As an additional work, the efficiency of the coupled inductor circuit was calculated with different loads, and is presented in Figure 10. The loads were chosen from 250 $\mathsf{\Omega }$ to 12 $\mathsf{\Omega }$ in order to obtain significant data points to calculate the efficiency. It can be seen that with a 15 $\mathsf{\Omega }$ load, an efficiency of $\eta$ = 98.38% was achieved, which is a 2A-balancing current.

$$\eta =\frac{P_2}{P_1}\times 100=98.38\%$$

(22)

6. Conclusions

In this paper, the concept of an inductor-based balancing method was investigated.
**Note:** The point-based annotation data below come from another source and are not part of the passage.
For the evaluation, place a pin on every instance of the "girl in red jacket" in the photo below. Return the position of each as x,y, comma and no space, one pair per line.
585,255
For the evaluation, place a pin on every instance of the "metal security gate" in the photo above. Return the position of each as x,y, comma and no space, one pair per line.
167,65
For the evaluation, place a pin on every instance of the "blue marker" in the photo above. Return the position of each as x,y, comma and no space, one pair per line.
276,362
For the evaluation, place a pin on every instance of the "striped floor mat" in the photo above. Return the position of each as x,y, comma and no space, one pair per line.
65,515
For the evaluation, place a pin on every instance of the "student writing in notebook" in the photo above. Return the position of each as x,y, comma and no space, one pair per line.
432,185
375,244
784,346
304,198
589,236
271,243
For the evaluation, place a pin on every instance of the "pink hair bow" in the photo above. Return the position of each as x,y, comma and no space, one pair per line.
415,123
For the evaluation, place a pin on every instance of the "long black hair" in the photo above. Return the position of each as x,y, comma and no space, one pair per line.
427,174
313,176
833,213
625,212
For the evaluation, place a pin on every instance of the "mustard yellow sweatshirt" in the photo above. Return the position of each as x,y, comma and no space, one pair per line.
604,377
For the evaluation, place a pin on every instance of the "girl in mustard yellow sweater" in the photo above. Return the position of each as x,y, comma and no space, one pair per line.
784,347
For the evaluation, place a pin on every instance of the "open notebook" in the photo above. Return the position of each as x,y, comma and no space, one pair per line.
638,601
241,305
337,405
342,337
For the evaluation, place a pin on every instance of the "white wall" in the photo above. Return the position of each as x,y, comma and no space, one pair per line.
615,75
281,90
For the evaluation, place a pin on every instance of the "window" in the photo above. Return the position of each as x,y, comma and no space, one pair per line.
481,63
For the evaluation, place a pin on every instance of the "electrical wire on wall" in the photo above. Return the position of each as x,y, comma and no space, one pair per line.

A number of cell-balancing methods were proposed. Alongside the existing equalization methods, an inductor-based balancing method has the advantages of fast balancing time compared to other existing methods. However, the conventional inductor circuit has slow balancing speed because the energy is transferred cell by cell. In order to overcome this problem, the proposed topology with a coupled inductor circuit was proposed, shown in Figure 1. This balancing method greatly improves the balancing time compared to the conventional inductor circuit, as shown in Figure 2. All the inductors were coupled with only one magnetic core with an air gap, and were made with a well-chosen winding ratio. The switches were logic-level N-Channel MOSFET, and were triggered by a microcontroller with a frequency of 45.5 kHz and duty cycle of 45% to avoid shoot-through between switches. The circuit was tested with different cell imbalances of 0.8 V and 1.2 V, respectively, to testify the viability of the system. In order to limit the charging currents, PTC was implemented for each inductor to limit the balancing current up to 2A. The experimental and simulation results were performed to verify the feasibility of the proposed topology.